Total net premiums written rose 7.3% compared with the second quarter of 2021 to $10.3 billion.

Property/casualty net premiums written increased 9.0% to $9.731 billion. North America property/casualty net premiums written were up 10.9%, driven by growth in commercial lines of 12.6% and consumer lines of 5.4%.

The total property/casualty premium increase included increases in commercial rates of 12% and consumer rates of 8%, Chubb Chairman and CEO Evan G. Greenberg said Wednesday during an earnings call with analysts.

“Pricing was strong and exceeded loss costs in commercial lines even as we increased the inflation factors we are using in our loss ratios in anticipation of future increases to loss costs,” Mr. Greenberg said.
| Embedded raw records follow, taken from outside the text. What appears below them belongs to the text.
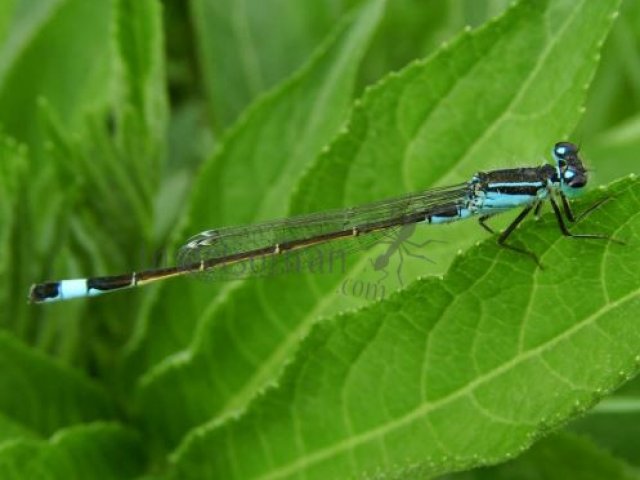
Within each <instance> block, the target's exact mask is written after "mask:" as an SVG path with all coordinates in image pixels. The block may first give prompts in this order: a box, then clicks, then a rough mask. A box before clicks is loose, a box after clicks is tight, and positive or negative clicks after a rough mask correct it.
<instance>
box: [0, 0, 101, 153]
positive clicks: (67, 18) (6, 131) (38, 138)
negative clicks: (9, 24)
mask: <svg viewBox="0 0 640 480" xmlns="http://www.w3.org/2000/svg"><path fill="white" fill-rule="evenodd" d="M111 17H112V2H111V1H110V0H100V1H94V2H85V1H84V0H59V1H55V0H46V1H42V2H40V1H39V2H25V1H21V2H19V3H18V4H16V7H15V10H14V13H13V20H12V22H11V26H10V27H9V31H8V33H7V38H6V40H5V42H4V43H3V45H2V50H1V51H0V123H1V124H3V125H4V128H5V130H6V132H7V133H8V134H10V135H11V136H13V137H15V138H16V139H18V140H19V141H21V142H24V143H28V144H30V146H32V147H34V148H36V149H37V151H40V149H41V147H42V144H43V141H44V136H43V134H42V131H41V128H40V125H39V123H38V106H37V99H38V98H39V97H44V98H46V99H47V100H48V101H49V102H50V104H51V105H52V106H53V108H54V110H55V111H56V112H57V113H58V114H59V116H60V119H61V121H62V122H63V124H64V125H65V126H66V127H68V128H77V127H78V125H79V122H80V120H81V118H82V114H83V112H84V111H86V110H88V109H90V108H92V107H98V106H103V105H104V104H105V102H106V101H107V99H109V98H110V96H111V89H110V84H109V82H110V76H109V75H108V73H109V72H110V69H111V62H112V58H113V55H112V52H111V46H110V45H111V35H110V32H109V29H110V27H111V23H112V18H111Z"/></svg>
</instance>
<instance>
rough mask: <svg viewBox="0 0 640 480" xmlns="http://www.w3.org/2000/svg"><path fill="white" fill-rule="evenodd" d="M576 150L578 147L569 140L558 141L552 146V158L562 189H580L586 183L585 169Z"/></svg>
mask: <svg viewBox="0 0 640 480" xmlns="http://www.w3.org/2000/svg"><path fill="white" fill-rule="evenodd" d="M578 152H579V149H578V147H577V146H576V145H574V144H573V143H569V142H558V143H556V144H555V146H554V147H553V158H554V159H555V160H556V164H557V166H558V177H559V178H558V181H559V182H560V184H561V185H562V187H563V190H572V189H580V188H582V187H584V186H585V185H586V184H587V169H586V168H585V167H584V165H583V164H582V160H581V159H580V156H579V155H578ZM567 193H569V192H567Z"/></svg>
Mr. Greenberg said Chubb expected strong third-quarter growth in agricultural premiums after seeing a 44% jump in the second quarter, driven by crop insurance growth.

Property/casualty catastrophe losses totaled $291 million compared with $280 million in the year-earlier period.

Pre-tax net investment income was a record $888 million, up from $884 million in last year's second quarter. Mr. Greenberg said investment income would likely continue to rise along with interest rates.

Chubb’s property/casualty combined ratio improved to 84.0% from 85.5% in last year’s second quarter.

Mr. Greenberg said that while the commercial property/casualty rate environment remains favorable, the level of increases is moderating and that additional rate is still required to keep pace with loss costs.

He added that the rate environment is becoming more competitive in certain casualty lines as more insurers seek to grow.